Si noti: l’umiltà cristiana non distrugge il nostro io e le energie individuali, ma le considera in rapporto a Dio ed allora non solo tutto vede nella sua vera entità e ne usa esattamente, ma tutto potenzia con la forza divina e soprannaturale, che ci fa esclamare: « Posso ogni cosa in Colui che mi conforta. ». Anche, la morale autonoma, oggi tanto acclamata, è una forma di questo amore di sé, Morir all’amore di Dio; essa:
a) dimentica che nè il nostro essere, né il nostro pensiero, né il nostro volere sono il centro della realtà;
b) dimentica che noi non creiamo, ma riconosciamo e dobbiamo liberamente applicare la legge del dovere;
c) dimentica che, al di sopra del dovere c’è l’amore
II. L’EGOISMO DEI SENSI. – Anche il gregge d’Epicuro parla e ciancia di amore; anzi accusa l’etica cristiana d’essere … la nemica dell’amor. Purtroppo il gregge d’Epicuro conosce soltanto l’egoismo furioso dei sensi. E’ solo la morale di Cristo che santifica l’amore, in quanto:
a) considera il matrimonio (e la famiglia) come qualcosa di sacro
nello stesso ordine naturale e come un sacramento nell’ordine soprannaturale;
b) indica nella verginità la vetta più sublime dell’amore. La verginità, infatti, non consiste solamente nell’assenza di colpe, quanto soprattutto in ciò che nessuna fibra del cuore non vibri che per Dio.
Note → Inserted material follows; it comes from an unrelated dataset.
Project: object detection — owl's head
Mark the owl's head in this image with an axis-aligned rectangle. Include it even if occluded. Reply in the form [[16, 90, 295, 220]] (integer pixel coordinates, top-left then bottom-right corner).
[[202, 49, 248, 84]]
Questo spiega che con la verginità furono sempre congiunte nei secoli le opere della carità, sia nel campo spirituale, come nel campo dei bisogni materiali.
III. L’AVIDITA A DELLE RICCHEZZE. – Un altro conflitto si sviluppa tra l’amore all’oro e l’amore di Dio.
E’ errore enorme riporre il fine supremo nelle ricchezze, le quali non dànno la gioia, sono incerte e debbono essere abbandonate al momento della morte.
La morale cristiana non condanna la ricchezza, ma solo l’abuso di essa; non giustifica la trascuratezza dei doveri che ognuno ha a proposito delle sue necessità economiche, ma solo esclude il capovolgimento dei valori, ossia la sostituzione del dio danaro al Dio amore. Ecco perché Cristo proclama beati i poveri di spirito, quelli cioè che non hanno il cuore legato all’oro, ma a Dio; e chiama perfetti coloro che, per motivo di carità, rinunciano effettivamente a tutto. Nel primo, e specialmente nel secondo caso, la povertà evangelica — comandata o consigliata — si riduce ad un atto di amore per Dio e per il prossimo.
IV. LE SCONFITTE. – In queste ed in altre battaglie tra l’amore di Dio e l’amore alle creature, vi sono spesso sconfitte dolorose, che si possono dividere in tre classi:
a) il peccato mortale, o violazione della legge morale in cosa grave, fatta con piena avvertenza della mente e col consenso deliberato della volontà. Il peccato mortale è la negazione dell’amore divino e ci toglie la grazia, facendoci degni dell’inferno;
b) il peccato veniale, o violazione della legge morale in cosa lieve, il che implica un raffreddamento nell’amore;
c) l’imperfezione, che non è un’offesa formale a Dio, ma consiste o nella trasgressione d’un consiglio, o nella violazione non colpevole d’un precetto.
Ogni peccato colpisce l’Amore, poiché: a) è la ribellione dei figli all’amore del Padre; b) è un’offesa all’amore di Gesù per noi; c) è una negazione dell’amore del prossimo; d) ed anche una negazione dell’amore che dobbiamo a noi stessi.
Vari sono i mezzi per evitare il peccato, specie la pratica della virtù, la mortificazione, la preghiera, i Sacramenti, la meditazione e l’esame di coscienza.
V. REDENZIONE E VITTORIA. – Nella lotta aspra tutti possiamo cadere per colpa nostra e solo il fariseismo impostore può indignarsi a freddo per i cosiddetti « scandali clericali Anche in questo caso doloroso, l’amore di Dio per noi:
a) non ci parla di disperazione, ma di redenzione, di perdono, di misericordia;
b) ha istituito il Sacramento della confessione;
c) esulta per la conversione del peccatore.